American ice hockey player (born 1992)

Nicholas Shore (born September 26, 1992) is an American professional ice hockey center who is currently playing for Linköping HC in the Swedish Hockey League (SHL). He was selected in the third round (82nd overall) by the Kings in the 2011 NHL entry draft, and has played in the NHL for the Los Angeles Kings, Ottawa Senators, Calgary Flames, Toronto Maple Leafs and Winnipeg Jets. Shore has played for multiple other teams in Europe, including HC Sibir Novosibirsk of the Kontinental Hockey League (KHL); however, after the 2022 Russian invasion of Ukraine, Shore elected to leave the team.

==Playing career==
As a youth, Shore played in the 2005 Quebec International Pee-Wee Hockey Tournament with a minor ice hockey team from Littleton, Colorado.

Following the 2010–11 season with the University of Denver, Shore was selected in the third round, 82nd overall by the Los Angeles Kings during the 2011 NHL entry draft. Shore remained at Denver for two more seasons.

On April 13, 2013, the Kings signed Shore to a three-year, entry-level contract. He spent the 2013–14 season with the Kings' American Hockey League (AHL) affiliate, the Manchester Monarchs. In his first professional season, Shore recorded 14 goals and 24 assists in 68 games.

Shore made his NHL debut on January 17, 2015, against the Anaheim Ducks. He scored his first NHL goal on March 26, 2015, in a 3–2 win over the New York Islanders.

On July 16, 2015, the Kings signed Shore to a two-year, $1.2 million contract extension. Shore's first full season with the Kings came in 2015–16, where he scored three goals in 68 games.

On July 6, 2017, the Kings signed Shore to a one-year, $925,000 contract extension.
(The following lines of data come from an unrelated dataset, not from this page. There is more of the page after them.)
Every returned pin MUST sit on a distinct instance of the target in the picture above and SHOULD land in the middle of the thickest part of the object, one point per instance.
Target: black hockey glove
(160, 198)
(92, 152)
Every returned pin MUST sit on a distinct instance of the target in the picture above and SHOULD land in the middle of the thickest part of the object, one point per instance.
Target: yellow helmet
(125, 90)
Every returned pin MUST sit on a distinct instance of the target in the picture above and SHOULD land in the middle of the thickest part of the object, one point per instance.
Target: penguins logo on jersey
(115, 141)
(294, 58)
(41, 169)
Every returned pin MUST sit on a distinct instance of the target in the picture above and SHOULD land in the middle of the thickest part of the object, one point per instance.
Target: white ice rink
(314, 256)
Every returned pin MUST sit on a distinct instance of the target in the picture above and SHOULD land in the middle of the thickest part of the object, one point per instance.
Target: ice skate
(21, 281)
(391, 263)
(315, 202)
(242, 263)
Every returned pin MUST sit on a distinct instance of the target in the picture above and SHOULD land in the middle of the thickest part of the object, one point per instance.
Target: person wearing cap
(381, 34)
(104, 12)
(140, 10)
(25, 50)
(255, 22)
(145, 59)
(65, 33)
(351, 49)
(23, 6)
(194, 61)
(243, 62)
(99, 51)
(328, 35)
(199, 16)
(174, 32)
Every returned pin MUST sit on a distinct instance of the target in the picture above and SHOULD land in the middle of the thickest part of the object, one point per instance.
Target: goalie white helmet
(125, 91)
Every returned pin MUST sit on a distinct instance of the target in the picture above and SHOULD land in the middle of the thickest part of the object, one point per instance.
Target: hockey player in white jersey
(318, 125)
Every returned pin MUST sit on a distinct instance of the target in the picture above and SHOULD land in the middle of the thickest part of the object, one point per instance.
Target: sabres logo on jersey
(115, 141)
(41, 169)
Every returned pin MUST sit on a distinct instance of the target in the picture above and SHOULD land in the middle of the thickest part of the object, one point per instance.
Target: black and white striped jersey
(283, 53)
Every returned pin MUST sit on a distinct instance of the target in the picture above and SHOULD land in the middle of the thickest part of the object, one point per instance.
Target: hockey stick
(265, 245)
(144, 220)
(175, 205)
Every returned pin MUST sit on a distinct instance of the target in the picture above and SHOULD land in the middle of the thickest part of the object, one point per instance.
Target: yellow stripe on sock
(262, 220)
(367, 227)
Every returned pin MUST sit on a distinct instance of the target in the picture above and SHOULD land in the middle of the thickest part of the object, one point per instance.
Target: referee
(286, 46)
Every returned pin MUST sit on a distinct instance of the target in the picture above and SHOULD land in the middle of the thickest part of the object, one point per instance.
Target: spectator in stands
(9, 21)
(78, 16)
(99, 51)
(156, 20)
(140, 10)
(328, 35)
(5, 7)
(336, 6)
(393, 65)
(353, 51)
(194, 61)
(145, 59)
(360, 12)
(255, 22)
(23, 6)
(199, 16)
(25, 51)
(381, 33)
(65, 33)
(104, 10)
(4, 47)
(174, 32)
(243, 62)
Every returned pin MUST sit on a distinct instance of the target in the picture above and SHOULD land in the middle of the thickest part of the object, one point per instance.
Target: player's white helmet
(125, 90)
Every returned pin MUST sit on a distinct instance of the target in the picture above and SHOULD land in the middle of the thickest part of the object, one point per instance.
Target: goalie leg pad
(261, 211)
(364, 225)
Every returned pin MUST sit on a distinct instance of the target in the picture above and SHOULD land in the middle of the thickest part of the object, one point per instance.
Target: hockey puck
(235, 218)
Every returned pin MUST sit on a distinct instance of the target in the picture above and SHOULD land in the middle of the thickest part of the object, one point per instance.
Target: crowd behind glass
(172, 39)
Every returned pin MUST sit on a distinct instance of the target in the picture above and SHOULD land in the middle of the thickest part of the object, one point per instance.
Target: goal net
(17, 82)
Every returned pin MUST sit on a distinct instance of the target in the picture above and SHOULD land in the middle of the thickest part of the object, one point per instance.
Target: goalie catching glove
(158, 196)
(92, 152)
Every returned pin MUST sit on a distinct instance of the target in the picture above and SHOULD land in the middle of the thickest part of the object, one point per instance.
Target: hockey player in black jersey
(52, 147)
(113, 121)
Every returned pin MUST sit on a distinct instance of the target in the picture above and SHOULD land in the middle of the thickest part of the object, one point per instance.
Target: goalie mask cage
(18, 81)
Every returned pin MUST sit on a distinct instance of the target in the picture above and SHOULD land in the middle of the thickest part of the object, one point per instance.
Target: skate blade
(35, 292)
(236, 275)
On February 13, 2018, Shore was traded to the Ottawa Senators along with Marián Gáborík in exchange for Dion Phaneuf and Nate Thompson. Shore appeared in six games with the Senators, registering one assist, before he was traded at the trade deadline to the Calgary Flames in exchange for a seventh-round pick in the 2019 NHL entry draft on February 26, 2018. At the conclusion of the season, Shore was not tendered a qualifying offer and was released to free agency.

On October 12, 2018, Shore signed a one-year contract with Metallurg Magnitogorsk of the Kontinental Hockey League (KHL). In the 2018–19 season, Shore collected 13 assists and 16 points in 37 games with Metallurg in a third-line center role.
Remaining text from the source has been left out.